Some Police Behavior Goes Beyond "Brutality" and Is Also "Atrocity"

Let's add a new word and phrase to our police abuse-related vocabulary: "police atrocity." Compare the Merriams' definition of "atrocity" (below) to the definition of "brutality" (also below) to confirm that an "atrocity" is much worse than mere brutality. In addition, the word "atrocity" describes the emotional feelings of disgust and revulsion that we experience in response to "atrocious" police behavior.
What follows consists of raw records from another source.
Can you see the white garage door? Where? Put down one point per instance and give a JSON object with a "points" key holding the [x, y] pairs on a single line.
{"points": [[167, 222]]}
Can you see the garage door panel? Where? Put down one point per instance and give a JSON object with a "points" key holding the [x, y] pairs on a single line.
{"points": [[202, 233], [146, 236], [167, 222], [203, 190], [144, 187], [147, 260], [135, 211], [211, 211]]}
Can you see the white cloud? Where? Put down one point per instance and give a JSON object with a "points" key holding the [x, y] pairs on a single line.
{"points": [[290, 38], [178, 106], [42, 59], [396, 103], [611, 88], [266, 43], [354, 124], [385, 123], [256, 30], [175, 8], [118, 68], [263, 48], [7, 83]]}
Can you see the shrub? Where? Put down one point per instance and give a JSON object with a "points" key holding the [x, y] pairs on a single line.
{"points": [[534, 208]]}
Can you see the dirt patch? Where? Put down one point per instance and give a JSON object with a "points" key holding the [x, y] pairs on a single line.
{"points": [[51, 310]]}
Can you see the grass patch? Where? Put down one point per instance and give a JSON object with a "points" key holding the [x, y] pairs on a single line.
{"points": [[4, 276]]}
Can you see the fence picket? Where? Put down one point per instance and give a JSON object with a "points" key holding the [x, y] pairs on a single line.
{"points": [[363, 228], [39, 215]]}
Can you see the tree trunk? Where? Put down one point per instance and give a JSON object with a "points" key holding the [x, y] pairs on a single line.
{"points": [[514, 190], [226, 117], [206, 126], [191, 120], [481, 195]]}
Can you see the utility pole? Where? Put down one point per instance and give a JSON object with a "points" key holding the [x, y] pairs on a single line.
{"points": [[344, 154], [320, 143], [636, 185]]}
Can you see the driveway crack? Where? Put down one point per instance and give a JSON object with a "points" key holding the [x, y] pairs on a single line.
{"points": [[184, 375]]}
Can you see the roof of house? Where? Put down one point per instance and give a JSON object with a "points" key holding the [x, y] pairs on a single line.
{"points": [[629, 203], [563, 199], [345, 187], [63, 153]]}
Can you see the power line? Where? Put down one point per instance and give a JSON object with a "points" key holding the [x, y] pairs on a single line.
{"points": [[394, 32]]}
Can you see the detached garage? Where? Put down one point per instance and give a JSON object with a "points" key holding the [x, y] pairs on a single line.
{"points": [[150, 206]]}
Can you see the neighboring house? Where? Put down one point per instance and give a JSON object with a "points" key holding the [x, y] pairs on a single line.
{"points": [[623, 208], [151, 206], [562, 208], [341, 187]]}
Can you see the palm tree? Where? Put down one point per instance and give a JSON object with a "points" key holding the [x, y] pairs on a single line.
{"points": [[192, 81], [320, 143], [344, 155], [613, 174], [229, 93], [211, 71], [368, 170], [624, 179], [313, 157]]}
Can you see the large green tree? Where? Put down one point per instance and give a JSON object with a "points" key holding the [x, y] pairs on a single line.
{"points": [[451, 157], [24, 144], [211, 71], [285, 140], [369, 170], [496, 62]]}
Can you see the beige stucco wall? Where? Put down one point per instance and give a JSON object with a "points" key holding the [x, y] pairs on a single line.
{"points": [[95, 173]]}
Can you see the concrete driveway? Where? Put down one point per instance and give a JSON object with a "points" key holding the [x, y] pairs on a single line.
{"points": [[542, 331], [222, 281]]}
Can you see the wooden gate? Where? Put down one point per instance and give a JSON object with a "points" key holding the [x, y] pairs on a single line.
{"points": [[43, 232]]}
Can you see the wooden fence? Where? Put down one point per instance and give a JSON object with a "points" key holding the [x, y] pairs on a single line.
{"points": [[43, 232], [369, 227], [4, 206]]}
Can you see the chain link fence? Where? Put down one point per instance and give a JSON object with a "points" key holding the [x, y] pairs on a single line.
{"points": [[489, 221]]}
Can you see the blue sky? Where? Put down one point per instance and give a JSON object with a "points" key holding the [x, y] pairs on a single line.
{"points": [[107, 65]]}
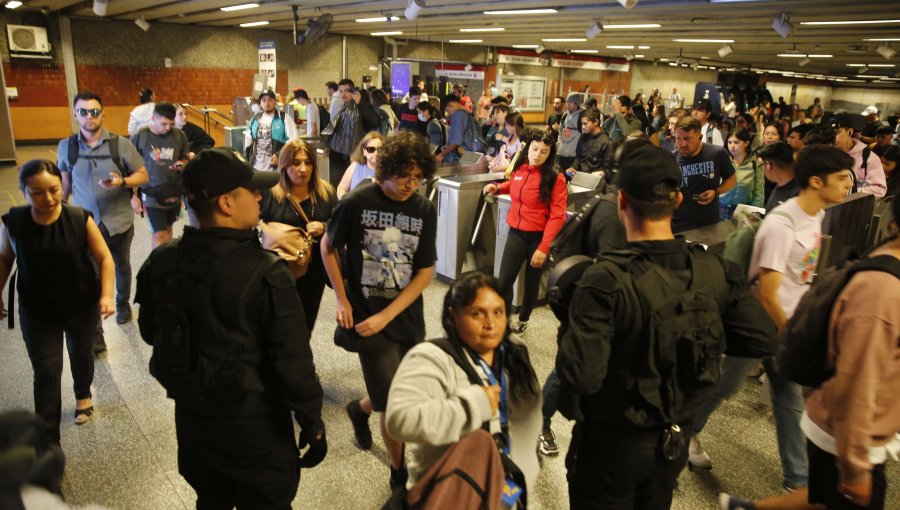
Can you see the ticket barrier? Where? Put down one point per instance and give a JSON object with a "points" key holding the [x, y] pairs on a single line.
{"points": [[581, 188], [465, 231]]}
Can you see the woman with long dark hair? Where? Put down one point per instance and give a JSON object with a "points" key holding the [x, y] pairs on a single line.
{"points": [[302, 199], [432, 404], [56, 247], [538, 211]]}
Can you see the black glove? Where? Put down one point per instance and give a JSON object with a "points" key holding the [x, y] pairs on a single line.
{"points": [[318, 448]]}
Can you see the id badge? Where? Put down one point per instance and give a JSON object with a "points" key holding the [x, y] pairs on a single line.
{"points": [[511, 493]]}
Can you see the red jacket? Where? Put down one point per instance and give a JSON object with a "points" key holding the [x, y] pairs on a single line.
{"points": [[528, 213]]}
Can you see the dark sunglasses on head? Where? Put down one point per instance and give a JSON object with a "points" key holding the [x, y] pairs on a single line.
{"points": [[95, 112]]}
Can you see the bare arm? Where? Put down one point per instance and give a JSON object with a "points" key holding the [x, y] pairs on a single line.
{"points": [[769, 283]]}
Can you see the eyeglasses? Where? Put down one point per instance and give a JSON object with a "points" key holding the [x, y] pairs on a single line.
{"points": [[83, 112]]}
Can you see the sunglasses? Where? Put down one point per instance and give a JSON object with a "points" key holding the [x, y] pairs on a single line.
{"points": [[83, 112]]}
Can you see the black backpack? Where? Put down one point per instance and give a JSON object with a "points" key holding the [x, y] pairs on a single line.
{"points": [[803, 350], [682, 331]]}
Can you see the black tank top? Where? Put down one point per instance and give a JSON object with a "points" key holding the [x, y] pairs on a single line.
{"points": [[57, 274]]}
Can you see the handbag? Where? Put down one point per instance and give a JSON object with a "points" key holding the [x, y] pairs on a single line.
{"points": [[293, 244]]}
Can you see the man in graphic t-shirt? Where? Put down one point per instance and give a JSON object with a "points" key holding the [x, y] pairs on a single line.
{"points": [[165, 151], [388, 231], [707, 172]]}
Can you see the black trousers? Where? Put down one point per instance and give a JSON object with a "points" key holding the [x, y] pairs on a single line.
{"points": [[620, 468], [520, 246], [239, 462], [337, 164], [43, 335]]}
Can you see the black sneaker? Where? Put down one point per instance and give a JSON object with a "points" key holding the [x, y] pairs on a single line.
{"points": [[360, 421], [123, 314], [547, 443], [398, 478]]}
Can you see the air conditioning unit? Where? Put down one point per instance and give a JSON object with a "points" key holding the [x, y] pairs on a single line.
{"points": [[27, 39]]}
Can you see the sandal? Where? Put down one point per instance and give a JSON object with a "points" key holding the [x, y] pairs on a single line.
{"points": [[83, 416]]}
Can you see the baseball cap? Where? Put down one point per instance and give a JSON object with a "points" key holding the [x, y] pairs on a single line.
{"points": [[644, 168], [214, 172], [869, 110], [703, 104]]}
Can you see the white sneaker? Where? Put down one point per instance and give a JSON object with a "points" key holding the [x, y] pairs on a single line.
{"points": [[697, 458]]}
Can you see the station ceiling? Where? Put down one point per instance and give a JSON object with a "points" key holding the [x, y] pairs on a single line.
{"points": [[832, 50]]}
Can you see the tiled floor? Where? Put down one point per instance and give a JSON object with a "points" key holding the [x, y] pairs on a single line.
{"points": [[125, 458]]}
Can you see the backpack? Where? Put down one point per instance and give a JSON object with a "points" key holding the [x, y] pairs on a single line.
{"points": [[804, 354], [682, 331], [739, 244]]}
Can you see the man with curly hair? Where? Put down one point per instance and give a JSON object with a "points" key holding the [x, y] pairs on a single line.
{"points": [[388, 232]]}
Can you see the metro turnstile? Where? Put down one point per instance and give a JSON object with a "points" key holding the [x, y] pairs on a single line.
{"points": [[458, 198]]}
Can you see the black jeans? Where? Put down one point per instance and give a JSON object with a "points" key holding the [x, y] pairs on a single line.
{"points": [[43, 335], [620, 468], [120, 247], [520, 246]]}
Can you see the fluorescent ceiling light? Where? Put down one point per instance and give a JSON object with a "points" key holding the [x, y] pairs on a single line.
{"points": [[521, 11], [716, 41], [855, 22], [376, 20], [239, 7], [625, 26]]}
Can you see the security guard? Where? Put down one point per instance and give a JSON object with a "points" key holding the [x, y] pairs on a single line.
{"points": [[646, 329], [230, 345]]}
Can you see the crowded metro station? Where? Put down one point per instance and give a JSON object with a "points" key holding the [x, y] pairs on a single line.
{"points": [[402, 254]]}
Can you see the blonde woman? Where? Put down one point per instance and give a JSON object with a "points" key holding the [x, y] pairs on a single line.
{"points": [[316, 199], [362, 163]]}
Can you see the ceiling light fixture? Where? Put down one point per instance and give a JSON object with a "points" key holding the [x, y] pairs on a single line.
{"points": [[521, 11], [142, 23], [886, 51], [238, 7], [782, 24], [378, 19], [854, 22], [715, 41]]}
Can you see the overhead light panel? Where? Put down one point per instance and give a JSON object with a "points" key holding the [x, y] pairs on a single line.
{"points": [[142, 23], [853, 22], [886, 51], [782, 24], [240, 7], [378, 19], [521, 11], [714, 41]]}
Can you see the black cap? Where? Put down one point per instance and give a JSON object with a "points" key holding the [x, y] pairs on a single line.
{"points": [[644, 168], [214, 172], [703, 104]]}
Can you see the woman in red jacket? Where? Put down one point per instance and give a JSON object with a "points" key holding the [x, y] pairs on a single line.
{"points": [[538, 211]]}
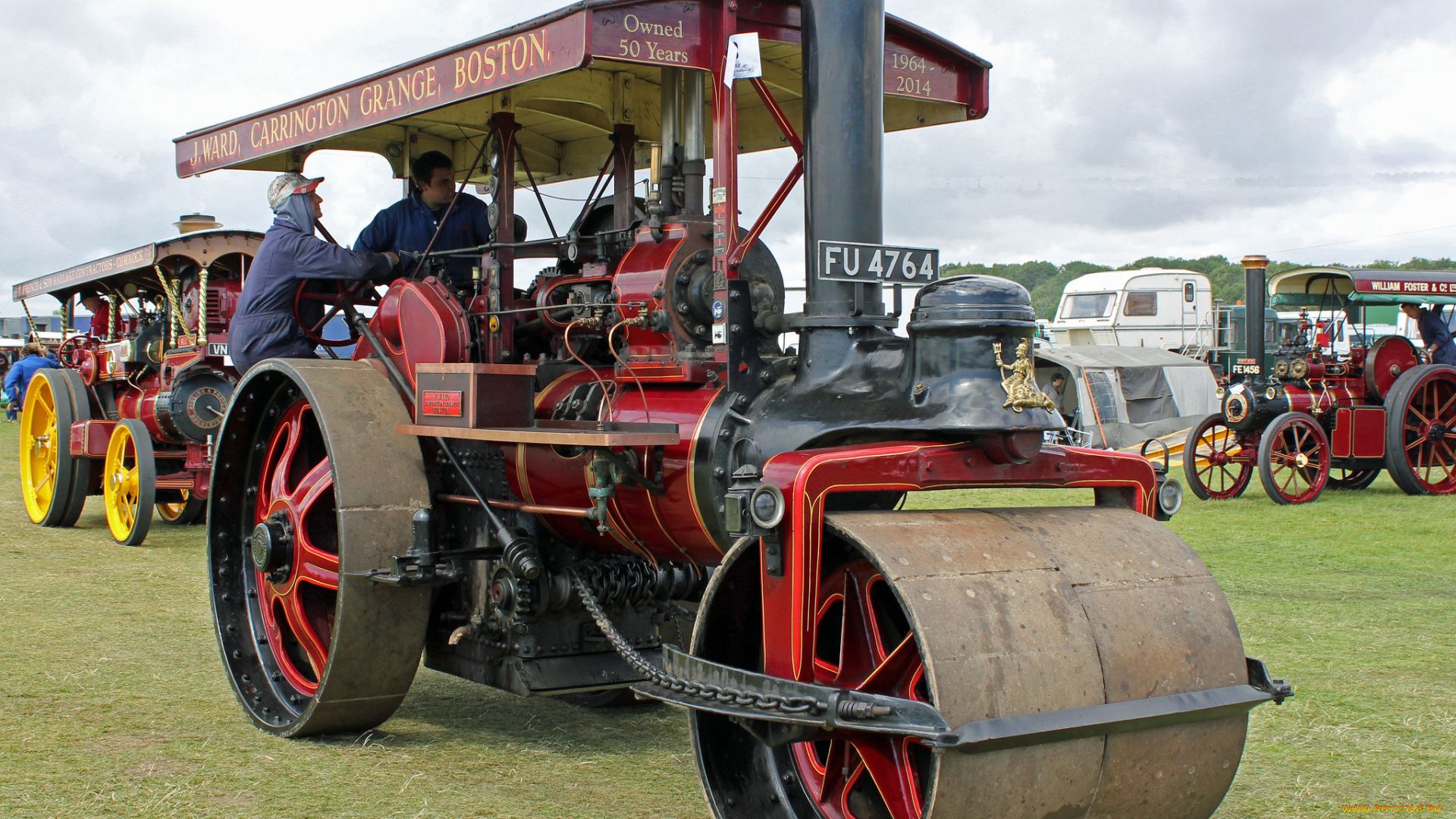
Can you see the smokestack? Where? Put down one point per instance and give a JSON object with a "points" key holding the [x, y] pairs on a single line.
{"points": [[1254, 283], [194, 222], [843, 134]]}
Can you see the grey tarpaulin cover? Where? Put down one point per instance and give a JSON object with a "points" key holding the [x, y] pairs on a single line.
{"points": [[1126, 395]]}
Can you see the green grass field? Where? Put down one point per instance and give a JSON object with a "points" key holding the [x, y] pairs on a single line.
{"points": [[112, 700]]}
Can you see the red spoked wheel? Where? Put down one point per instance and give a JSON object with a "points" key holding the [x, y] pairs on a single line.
{"points": [[1293, 460], [1215, 460], [1420, 430], [294, 548], [300, 509], [864, 643], [308, 300]]}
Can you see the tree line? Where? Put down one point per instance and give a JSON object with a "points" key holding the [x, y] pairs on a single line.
{"points": [[1046, 280]]}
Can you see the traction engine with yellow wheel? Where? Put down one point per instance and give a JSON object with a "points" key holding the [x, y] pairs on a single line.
{"points": [[535, 482], [134, 410]]}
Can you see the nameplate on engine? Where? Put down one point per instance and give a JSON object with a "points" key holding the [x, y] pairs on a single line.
{"points": [[441, 404], [858, 261]]}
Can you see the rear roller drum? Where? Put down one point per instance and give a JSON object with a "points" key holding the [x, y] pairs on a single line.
{"points": [[1420, 430], [1293, 460], [130, 483], [310, 490], [986, 614], [1210, 461]]}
According to Merriams, an "atrocity" is

1 : extremely wicked, brutal, or cruel : barbaric
2 :
appalling, horrifying atrocious weapons of modern war>
3 a : utterly revolting :
abominable <atrocious working conditions> b : of very poor quality <atrocious handwriting>

Compare that to mere brutality:

2 : befitting a brute: as a : grossly ruthless or unfeeling brutal slander> b : cruel, cold-blooded brutal attack> c : harsh, severe<brutal weather> d : unpleasantly accurate and incisive brutal truth> e : very bad or unpleasant brutal mistake>

It seems to me that some acts go far beyond merely brutal and are "atrocious." Such as shooting a woman who is holding a baby in her arms, and flipping an 84 year-old woman so that she falls on her head and begins to bleed. These acts are not merely brutal, which is a description of the act itself, but these acts go beyond brutal to also being atrocious, because WE find them to be "appalling, horrifying", "wicked . . . barbaric", "utterly revolting" and "abominable."

Consider the case of
Esteban Carpio. Turning his face to hamburger by repeatedly punching him in the face was brutal, but then bringing him to court like that for him family, with his face covered by a white Batman mask whose only purpose was the evidence which nonetheless made people in the court sick was an atrocity that no one will forget with respect to the Providence Police Department.

If the police behavior you are describing is merely brutal, in your intellectual opinion, but does not make you FEEL revolted when you hear about it, then stick with the word "brutal" and call it "police brutality."

However, if you are appalled and horrified by a police act and you find it utterly revolting, then step up the rhetoric and call the act what it is: a police atrocity.

I guarantee you that when we start using the word "atrocity," the media will notice, because an "atrocity" is on a whole different order of barbarism and revulsion than mere brutality.

Much of what police do to Black people goes beyond brutal and can only be described as an atrocious. Let's not oversuse the word atrocity, but let's use it when police behavior goes beyond their normal brutality and reaches into the realm of appalling, revolting and horrifying barbarism.

Remember (Francis): atrocity only has one "t".